Como me lo contaron lo cuento. Un precioso día de verano un viejo científico decidió cambiar el mundo con una máquina a la que llamaba “Cambia mundos tres mil”.
¡Ah!, perdón se me ha olvidado presentaros al viejecito.
Al viejecito le llamaban El Emperador porque su nombre no le gustaba por experiencias que tuvo de pequeño. Su nombre real era Peter y era cheposo y regordete, más o menos como yo. Era chistoso y no le gustaba nada que le mintieran. Si le mentían sacaba su pistola de rayos x y le atravesaba la cabeza.

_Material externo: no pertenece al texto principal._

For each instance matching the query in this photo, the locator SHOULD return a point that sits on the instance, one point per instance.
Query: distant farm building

Bueno, a lo que íbamos. Ese mismo día a Peter, perdón, al Emperador le dieron ganas de utilizar su súper máquina y el caso es que se fue a casa con la idea de que llovieran bolas de helado. Cuando le dio al botón para que se cumpliera su deseo, se soltó una de las tuercas más importantes de su máquina y entonces empezaron a caer bolas gigantes de albóndigas haciendo que se destruyeran casas y hoteles. Los habitantes de la ciudad muy enfadados empezaron una huelga contra él y contra su trabajo y, como El Emperador no hacía nada, empezaron a tirar piedras a su casa. El Emperador muy asustado se metió en su guarida secreta esperando a que se fuera la muchedumbre.
Cuando la muchedumbre ya se había cansado se manifestarse decidieron irse a vivir a otro país dejando solo al Emperador.
Ya que el Emperador estaba solo decidió contratar con su dinero a miles de albañiles para que arreglaran todas las viviendas. Y mientras tanto él arregló su máquina.
Al cabo de 8 años los albañiles terminaron y El Emperador estaba retocando su invento. Cuando acabó su Cambia mundos tres mil, la disparó y de repente todas las casas se pusieron brillantes como el diamante.
La pena fue que El Emperador se quedó sin dinero y vagabundeó el resto de sus días hasta que el día veinte de octubre murió de vejez. Los habitantes de la ciudad muy agradecidos por gastar todo su dinero en arreglar sus casas le hicieron una estatua en la plaza más grande de la ciudad y la nombraron “La estatua de la suerte”.